Most folklorists believe now that it began as – and still is, all around the world – a reference to a kind of playful courtship party. It’s still a bit transgressive, as so many children’s rhymes are. (You might remember, “In the land of Oz, where the ladies wear no bras …”.) But it’s likely a way of playing at romance, not a commentary on the bubonic plague. The posy is a pretend bouquet offered by the person in the middle to someone in the circle; “Husha, husha,” is everyone in the circle getting quiet and suspenseful; and “all fall down” is the general collapse into hilarity after the embarrassed chooser bows down or curtsies to the even-more-embarrassed chosen one. The rhyme is probably about love, not death. Sometimes a posy is really just a posy.
My mother died in the winter of 2019, a year before the pandemic. I often wonder what she, with her hard-earned wisdom, would have made of this new way of life. She herself survived vicious anti-Semitism, bombs in Bucharest, a devastating seven-year separation from her father, and a Messerschmitt aircraft attacking her as she ran through the streets to get medicine for her sick mother.

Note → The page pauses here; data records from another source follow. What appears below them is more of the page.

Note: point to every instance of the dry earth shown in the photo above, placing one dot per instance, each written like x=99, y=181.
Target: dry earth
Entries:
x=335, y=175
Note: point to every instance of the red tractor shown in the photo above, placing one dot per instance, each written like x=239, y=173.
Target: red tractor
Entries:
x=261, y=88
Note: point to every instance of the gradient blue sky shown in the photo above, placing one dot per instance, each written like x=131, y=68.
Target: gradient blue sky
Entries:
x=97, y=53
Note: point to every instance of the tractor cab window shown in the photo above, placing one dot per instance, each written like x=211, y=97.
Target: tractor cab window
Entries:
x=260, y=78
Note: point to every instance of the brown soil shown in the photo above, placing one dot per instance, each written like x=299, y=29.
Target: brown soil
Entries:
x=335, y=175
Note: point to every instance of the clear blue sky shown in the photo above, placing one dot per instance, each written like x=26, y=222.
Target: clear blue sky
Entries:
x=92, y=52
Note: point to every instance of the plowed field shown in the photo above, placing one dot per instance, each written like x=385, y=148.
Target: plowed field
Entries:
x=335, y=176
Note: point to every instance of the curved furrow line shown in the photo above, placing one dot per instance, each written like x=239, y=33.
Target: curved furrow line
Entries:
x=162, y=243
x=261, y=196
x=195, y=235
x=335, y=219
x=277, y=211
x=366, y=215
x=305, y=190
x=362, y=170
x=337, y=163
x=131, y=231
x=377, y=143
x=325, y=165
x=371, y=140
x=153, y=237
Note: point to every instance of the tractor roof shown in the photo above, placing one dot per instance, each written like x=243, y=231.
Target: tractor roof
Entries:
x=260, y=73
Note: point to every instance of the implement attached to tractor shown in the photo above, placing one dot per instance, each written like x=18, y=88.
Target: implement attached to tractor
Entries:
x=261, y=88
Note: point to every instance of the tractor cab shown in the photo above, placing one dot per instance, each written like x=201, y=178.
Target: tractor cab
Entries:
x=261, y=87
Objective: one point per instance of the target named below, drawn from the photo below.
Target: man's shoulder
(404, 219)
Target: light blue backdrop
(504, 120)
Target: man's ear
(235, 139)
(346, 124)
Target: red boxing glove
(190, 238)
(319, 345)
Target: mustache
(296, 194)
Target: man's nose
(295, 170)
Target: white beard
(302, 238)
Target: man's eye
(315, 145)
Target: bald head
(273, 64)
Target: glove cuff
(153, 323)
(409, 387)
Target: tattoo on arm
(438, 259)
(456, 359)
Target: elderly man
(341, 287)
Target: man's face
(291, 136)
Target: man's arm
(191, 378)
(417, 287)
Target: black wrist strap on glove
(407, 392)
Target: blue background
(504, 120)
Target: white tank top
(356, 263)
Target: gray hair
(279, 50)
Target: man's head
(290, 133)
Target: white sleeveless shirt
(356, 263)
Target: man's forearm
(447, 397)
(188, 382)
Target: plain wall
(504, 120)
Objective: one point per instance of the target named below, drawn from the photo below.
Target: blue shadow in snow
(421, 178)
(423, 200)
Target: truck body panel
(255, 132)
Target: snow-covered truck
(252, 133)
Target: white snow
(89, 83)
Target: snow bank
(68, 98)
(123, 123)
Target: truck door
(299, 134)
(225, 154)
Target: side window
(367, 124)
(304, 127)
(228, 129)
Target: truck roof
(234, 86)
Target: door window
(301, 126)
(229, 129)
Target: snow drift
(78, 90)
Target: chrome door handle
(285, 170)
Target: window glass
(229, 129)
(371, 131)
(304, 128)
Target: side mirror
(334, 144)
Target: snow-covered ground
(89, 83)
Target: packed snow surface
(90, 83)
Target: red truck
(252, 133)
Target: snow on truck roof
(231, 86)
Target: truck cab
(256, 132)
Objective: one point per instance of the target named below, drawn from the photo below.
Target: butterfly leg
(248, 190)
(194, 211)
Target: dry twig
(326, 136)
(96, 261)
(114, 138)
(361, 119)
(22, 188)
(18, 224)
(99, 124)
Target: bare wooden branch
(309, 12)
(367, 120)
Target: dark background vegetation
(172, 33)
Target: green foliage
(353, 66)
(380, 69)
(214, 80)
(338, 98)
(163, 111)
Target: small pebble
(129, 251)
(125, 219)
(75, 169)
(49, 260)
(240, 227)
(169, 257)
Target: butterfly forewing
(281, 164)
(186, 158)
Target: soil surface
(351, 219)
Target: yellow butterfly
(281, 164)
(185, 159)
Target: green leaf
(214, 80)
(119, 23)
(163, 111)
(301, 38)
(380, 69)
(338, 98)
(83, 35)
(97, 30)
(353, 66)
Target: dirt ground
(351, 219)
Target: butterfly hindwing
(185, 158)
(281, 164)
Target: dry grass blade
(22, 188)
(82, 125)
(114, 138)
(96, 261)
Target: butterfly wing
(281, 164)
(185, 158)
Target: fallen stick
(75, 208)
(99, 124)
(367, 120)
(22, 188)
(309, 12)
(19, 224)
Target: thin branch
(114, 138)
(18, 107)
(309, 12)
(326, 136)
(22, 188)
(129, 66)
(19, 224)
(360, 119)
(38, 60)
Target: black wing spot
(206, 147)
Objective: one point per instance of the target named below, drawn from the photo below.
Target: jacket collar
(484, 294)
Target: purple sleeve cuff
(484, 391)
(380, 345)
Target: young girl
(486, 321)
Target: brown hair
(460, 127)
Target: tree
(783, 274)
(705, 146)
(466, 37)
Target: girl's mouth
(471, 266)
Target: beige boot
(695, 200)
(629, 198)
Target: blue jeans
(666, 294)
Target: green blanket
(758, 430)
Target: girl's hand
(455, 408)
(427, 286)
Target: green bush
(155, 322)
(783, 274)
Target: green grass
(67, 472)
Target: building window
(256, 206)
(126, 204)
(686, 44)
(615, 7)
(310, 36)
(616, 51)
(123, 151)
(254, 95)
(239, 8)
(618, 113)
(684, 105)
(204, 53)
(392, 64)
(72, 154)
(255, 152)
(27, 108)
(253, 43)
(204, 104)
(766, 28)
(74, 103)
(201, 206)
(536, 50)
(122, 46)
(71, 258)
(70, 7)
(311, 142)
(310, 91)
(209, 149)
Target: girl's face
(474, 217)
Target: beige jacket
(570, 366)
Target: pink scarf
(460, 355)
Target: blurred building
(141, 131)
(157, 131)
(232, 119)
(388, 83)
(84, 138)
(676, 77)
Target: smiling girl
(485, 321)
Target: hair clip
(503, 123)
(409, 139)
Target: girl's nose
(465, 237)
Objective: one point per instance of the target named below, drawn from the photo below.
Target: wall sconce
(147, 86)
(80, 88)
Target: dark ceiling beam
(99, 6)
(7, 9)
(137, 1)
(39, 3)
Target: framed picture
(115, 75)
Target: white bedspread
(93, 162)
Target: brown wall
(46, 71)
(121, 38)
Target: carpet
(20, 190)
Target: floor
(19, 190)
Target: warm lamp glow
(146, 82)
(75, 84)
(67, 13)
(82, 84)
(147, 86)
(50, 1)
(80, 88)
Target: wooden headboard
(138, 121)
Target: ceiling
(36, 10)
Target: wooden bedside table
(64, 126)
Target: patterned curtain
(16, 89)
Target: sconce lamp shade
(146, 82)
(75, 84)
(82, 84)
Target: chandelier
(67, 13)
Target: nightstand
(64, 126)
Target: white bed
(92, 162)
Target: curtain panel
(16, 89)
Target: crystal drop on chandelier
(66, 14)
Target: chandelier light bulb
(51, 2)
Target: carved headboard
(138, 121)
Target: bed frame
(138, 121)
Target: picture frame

I grew up hearing her survivor stories, my favourite being the one where she and her mother were liberated by a Red Army officer who happened to be Jewish. A miracle, still talked about in my family, cherished along with the silver candlesticks that she and her mother brought over from Romania at war’s end and that I light at Passover in her memory. To her (like all Jewish mothers, a great believer in and hoarder of hand sanitizer long before the virus hit), these changes to our daily lives would have seemed difficult, but they’re way better than being strafed by Nazis.
The greatest, oldest game in the world is probably peek-a-boo. A baby finds it hugely thrilling as the face of a mother or father disappears behind a curtain of fingers – elemental theatre! – before the curtain parts with flourish, fanfare and a “BOO!” as the beloved and familiar face pops back into focus. The suspense is delicious and exhilarating, and the reveal is epic. Life today is also filled with suspense. Our faces are literally hidden from one another.
But one day, the masks will come off. We will have a chance to peek-a-boo with the faces of other humans. Will those that reappear be lit with kindness and compassion? Or will they be filled with fear and suspicion? Will we see the faces of bridge-builders or wall-makers?
In this moment of global transformation, we’ve all been tagged. We’re all “It.” No touch-backs.